Dernier jour sur terre, David Vann. Gallmeister, coll. Totem, 2014 (2011 pour l’édition originale). Traduit de l’anglais (États-Unis) par Laura Derajinski. 251 pages.

15 réflexions au sujet de « Dernier jour sur terre, de David Vann (2011) »

  1. Hmm, ce que tu dis est perturbant… Le sujet m’intéresse, mais le côté voyeuriste alors que c’est une histoire vraie, beaucoup moins (l’auteur reconnaît son erreur, c’est déjà ça). Je voulais découvrir l’auteur… Je suppose que je dois commencer avec « Sukkwan Island », c’est ça ?

    • Oui, je te conseille complètement Sukkwan Island ! Ce livre a été un choc pour moi !
      Je ne sais pas si c’est vraiment voyeuriste ou si c’est juste moi qui l’ai vécu ainsi, mais on rentre dans la vie privée de Steve. C’était le but, se rapprocher de lui pour essayer de comprendre, mais je trouve ça… dérangeant.

      • Vu le sujet, je peux comprendre que tu n’aies pas trop apprécié, surtout que c’est une histoire vraie… Ca aurait été fictif, tu l’aurais sûrement pris un peu différemment.

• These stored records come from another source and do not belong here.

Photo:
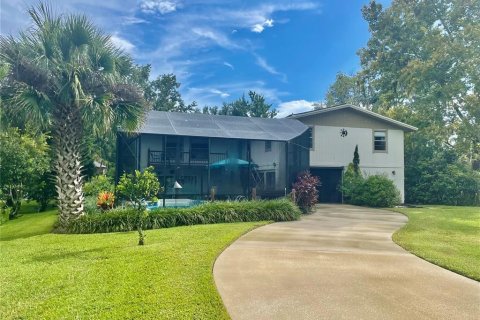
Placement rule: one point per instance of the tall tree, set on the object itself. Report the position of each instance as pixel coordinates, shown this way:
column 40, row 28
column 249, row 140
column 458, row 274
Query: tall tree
column 255, row 106
column 68, row 76
column 163, row 94
column 424, row 55
column 347, row 90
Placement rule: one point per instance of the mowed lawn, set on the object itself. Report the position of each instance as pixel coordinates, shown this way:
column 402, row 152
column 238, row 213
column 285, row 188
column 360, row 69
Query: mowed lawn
column 108, row 276
column 446, row 236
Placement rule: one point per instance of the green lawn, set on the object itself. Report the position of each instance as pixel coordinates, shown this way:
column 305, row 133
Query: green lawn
column 107, row 276
column 446, row 236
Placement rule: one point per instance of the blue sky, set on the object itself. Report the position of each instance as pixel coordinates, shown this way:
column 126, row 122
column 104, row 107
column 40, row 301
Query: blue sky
column 290, row 51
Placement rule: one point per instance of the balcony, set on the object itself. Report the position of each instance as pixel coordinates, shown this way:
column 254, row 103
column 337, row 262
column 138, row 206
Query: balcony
column 168, row 158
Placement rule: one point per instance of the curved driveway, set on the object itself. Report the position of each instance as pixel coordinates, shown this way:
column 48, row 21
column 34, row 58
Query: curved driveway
column 338, row 263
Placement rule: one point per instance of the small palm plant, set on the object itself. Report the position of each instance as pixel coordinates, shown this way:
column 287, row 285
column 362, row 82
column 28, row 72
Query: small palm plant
column 67, row 76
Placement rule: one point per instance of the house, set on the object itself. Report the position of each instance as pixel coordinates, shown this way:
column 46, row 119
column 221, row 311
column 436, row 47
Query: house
column 334, row 133
column 214, row 155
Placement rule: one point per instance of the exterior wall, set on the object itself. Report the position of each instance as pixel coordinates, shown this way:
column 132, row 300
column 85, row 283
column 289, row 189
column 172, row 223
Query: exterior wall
column 332, row 150
column 229, row 180
column 270, row 161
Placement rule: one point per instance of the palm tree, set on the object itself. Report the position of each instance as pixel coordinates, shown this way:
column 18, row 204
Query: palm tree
column 67, row 76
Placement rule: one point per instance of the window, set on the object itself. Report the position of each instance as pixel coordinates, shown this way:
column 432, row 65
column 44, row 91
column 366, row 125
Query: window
column 199, row 149
column 268, row 146
column 310, row 138
column 380, row 140
column 270, row 180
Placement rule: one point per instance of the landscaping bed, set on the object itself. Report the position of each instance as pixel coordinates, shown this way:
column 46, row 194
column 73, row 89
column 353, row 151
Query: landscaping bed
column 213, row 212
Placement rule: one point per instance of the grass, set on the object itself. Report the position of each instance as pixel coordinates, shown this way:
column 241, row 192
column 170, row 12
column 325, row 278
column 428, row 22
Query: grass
column 107, row 276
column 446, row 236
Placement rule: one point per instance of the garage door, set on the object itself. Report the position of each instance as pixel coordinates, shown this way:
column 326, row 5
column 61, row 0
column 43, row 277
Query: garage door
column 330, row 179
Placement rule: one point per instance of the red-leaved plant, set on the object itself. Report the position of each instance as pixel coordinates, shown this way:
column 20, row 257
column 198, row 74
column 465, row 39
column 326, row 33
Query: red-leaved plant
column 105, row 200
column 306, row 192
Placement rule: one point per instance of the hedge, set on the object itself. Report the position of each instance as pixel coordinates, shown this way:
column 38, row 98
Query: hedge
column 118, row 220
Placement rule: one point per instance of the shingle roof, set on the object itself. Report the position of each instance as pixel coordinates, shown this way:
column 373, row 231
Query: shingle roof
column 219, row 126
column 366, row 112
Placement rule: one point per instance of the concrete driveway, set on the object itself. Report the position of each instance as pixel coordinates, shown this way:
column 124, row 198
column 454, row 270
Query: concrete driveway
column 339, row 263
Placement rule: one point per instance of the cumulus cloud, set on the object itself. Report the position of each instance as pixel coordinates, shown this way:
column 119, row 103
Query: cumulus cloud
column 220, row 93
column 287, row 108
column 259, row 27
column 160, row 6
column 262, row 63
column 122, row 43
column 225, row 63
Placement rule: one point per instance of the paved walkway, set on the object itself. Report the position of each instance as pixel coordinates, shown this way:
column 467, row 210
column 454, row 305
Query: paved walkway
column 339, row 263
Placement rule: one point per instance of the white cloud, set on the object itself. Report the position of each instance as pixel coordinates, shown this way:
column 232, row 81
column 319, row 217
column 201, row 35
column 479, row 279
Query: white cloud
column 122, row 43
column 220, row 93
column 225, row 63
column 287, row 108
column 160, row 6
column 217, row 37
column 133, row 20
column 259, row 27
column 211, row 95
column 261, row 62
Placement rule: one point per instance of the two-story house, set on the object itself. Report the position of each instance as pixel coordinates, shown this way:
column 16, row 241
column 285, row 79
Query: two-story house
column 334, row 133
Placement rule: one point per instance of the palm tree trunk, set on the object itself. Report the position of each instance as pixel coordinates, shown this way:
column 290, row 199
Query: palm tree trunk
column 68, row 165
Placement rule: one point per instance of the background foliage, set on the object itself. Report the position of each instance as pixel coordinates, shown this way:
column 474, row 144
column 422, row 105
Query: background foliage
column 420, row 66
column 213, row 212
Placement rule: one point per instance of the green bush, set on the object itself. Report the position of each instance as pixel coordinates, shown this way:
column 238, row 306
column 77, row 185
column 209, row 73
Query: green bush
column 98, row 184
column 4, row 212
column 373, row 191
column 378, row 191
column 214, row 212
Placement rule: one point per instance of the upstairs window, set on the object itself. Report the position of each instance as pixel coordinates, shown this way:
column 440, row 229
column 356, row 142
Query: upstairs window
column 268, row 146
column 380, row 140
column 310, row 137
column 199, row 149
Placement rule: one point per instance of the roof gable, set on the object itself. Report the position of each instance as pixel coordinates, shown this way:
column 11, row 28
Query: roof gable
column 219, row 126
column 328, row 114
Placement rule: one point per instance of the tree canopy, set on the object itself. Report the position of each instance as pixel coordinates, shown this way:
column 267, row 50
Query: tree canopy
column 421, row 66
column 66, row 75
column 255, row 106
column 163, row 94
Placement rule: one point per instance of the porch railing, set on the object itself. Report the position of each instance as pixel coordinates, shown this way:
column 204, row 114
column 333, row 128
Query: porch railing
column 183, row 158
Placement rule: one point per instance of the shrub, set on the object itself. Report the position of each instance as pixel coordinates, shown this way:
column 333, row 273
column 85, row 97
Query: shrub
column 90, row 205
column 105, row 200
column 352, row 182
column 4, row 212
column 137, row 188
column 306, row 192
column 24, row 159
column 214, row 212
column 373, row 191
column 98, row 184
column 378, row 191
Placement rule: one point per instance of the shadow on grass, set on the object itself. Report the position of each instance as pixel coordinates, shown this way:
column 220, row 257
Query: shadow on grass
column 83, row 254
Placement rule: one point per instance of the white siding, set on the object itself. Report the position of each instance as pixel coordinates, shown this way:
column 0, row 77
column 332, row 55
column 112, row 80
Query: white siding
column 333, row 150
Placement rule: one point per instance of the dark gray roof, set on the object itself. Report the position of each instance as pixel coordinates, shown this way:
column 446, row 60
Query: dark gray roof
column 216, row 126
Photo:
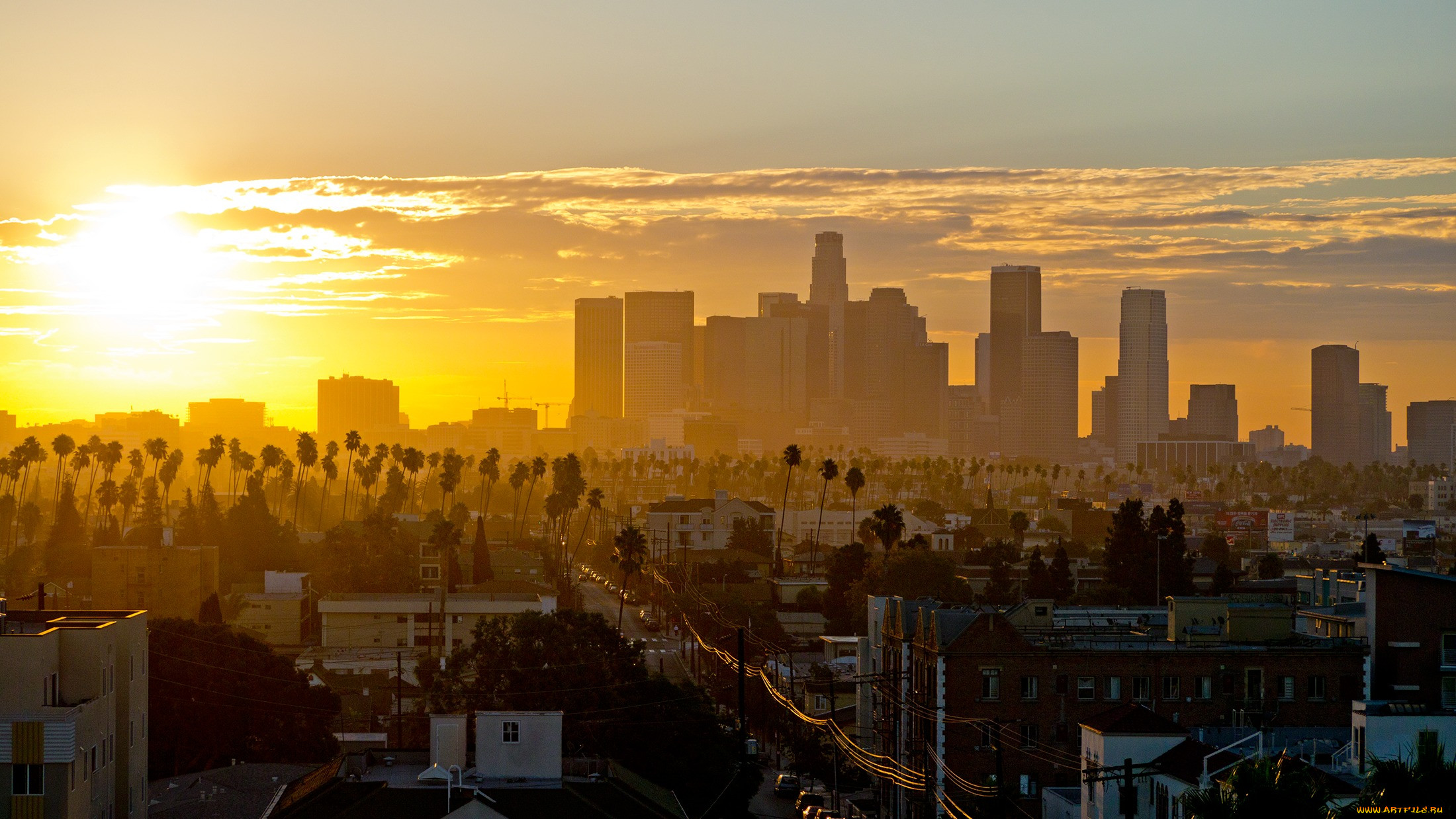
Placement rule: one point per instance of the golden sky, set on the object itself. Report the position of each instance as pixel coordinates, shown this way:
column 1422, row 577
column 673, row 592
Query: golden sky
column 234, row 200
column 152, row 296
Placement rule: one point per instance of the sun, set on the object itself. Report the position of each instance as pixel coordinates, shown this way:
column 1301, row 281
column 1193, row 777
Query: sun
column 139, row 265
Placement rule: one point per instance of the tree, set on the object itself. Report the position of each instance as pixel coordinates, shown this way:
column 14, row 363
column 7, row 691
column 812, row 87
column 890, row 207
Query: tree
column 829, row 470
column 1020, row 524
column 629, row 552
column 854, row 482
column 1263, row 786
column 574, row 662
column 217, row 694
column 792, row 456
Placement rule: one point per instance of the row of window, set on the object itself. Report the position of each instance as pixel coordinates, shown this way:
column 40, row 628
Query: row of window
column 1171, row 687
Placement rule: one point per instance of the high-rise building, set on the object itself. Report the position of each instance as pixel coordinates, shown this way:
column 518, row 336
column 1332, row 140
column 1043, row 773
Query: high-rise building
column 1049, row 425
column 654, row 378
column 1213, row 412
column 355, row 404
column 983, row 370
column 1430, row 429
column 1267, row 440
column 599, row 357
column 1015, row 315
column 1336, row 404
column 1142, row 371
column 1375, row 425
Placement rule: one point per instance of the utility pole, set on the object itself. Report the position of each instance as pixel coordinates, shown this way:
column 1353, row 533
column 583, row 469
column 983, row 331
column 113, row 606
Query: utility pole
column 743, row 714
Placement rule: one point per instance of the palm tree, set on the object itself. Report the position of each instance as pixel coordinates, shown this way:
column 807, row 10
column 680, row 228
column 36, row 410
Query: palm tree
column 829, row 470
column 889, row 525
column 629, row 552
column 537, row 472
column 490, row 473
column 351, row 443
column 156, row 450
column 1020, row 524
column 63, row 445
column 854, row 482
column 308, row 453
column 331, row 472
column 593, row 505
column 791, row 458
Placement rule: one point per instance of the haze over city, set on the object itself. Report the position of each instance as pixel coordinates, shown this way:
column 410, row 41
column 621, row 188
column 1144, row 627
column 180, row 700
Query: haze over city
column 776, row 411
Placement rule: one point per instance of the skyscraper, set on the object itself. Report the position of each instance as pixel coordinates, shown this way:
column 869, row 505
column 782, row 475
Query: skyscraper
column 1375, row 425
column 1334, row 389
column 1049, row 423
column 657, row 318
column 1142, row 371
column 599, row 357
column 1015, row 315
column 1213, row 412
column 369, row 406
column 1430, row 429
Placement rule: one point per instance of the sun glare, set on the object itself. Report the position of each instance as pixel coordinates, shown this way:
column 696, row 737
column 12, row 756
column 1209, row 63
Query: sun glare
column 139, row 265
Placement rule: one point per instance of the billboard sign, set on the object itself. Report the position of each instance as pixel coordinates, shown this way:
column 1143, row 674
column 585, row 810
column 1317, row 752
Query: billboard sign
column 1247, row 521
column 1282, row 527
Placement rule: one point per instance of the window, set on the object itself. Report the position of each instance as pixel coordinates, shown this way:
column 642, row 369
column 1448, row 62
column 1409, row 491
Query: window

        • Mais si ça avait été fictif, ça n’aurait pas eu le même intérêt non plus. D’où mon embarras. ^^
          (Car malgré tout, j’ai apprécié ce livre justement que j’ai trouvé très humain et allant au fond des choses.)

  2. Aaaaah je l’attendais ta chronique ! (oui je viens de voir ton mail^^)
    Bon je t’avoue que je suis un peu déçue, je pensais que tu serais aussi « emballée » (même si c’est pas le bon terme) que moi par cette lecture. Personnellement il est dans mon top 3 des David Vann, avec Aquarium et Sukkwan Island 🙂

  3. C’est toujours très paradoxal les romans reposant sur des faits véridiques, ou les biographies romancées ; plus encore quand on en arrive à comprendre ou sympathiser avec celui qui est considéré comme le coupable ou le meurtrier. J’ai connu ce choc avec L’empreinte (Marzano-Lesnevich, où elle met en parallèle sa vie, son passé d’enfant abusée, et celle du criminel pédophile qu’elle défend) et avec Les 1001 vies de Billy Milligan (il a commis des crimes, mais le lecteur ne peut avoir que de la sympathie pour lui). Il y a le côté voyeurisme qui perturbe et que je comprends bien, et le côté dérangeant d’arriver à avoir de la sympathie pour quelqu’un, fut-il criminel (du moment où son passé parvient à expliquer son comportement, sans forcément le justifier). On a de la compassion parce qu’on est nous aussi humains, parce que ça nous montre aussi à quel point on peut sombrer, parce que ça « rassure » aussi de voir que les criminels ne sont pas que des monstres uniquement. Il est cependant clair que pour ça il faut pouvoir accéder à leur vie privé de façon plus ou moins profonde. Après, ça se sent quand l’auteur le fait avec respect et humilité, ce qui ne semble pas être vraiment le cas ici. Je comprends d’autant plus ton dilemme au moment de la lecture.
    Quant aux Etats-Unis, je crois qu’on n’arrivera jamais à les comprendre sur la législation des armes à feu… c’est terrible de ne pas voir la vérité à ce point alors que dans le pays à côté, Canada, il y a bien moins de meurtres par arme à feu, parce que les gens n’en ont pas le droit. Ca devrait leur servir d’évidence pourtant.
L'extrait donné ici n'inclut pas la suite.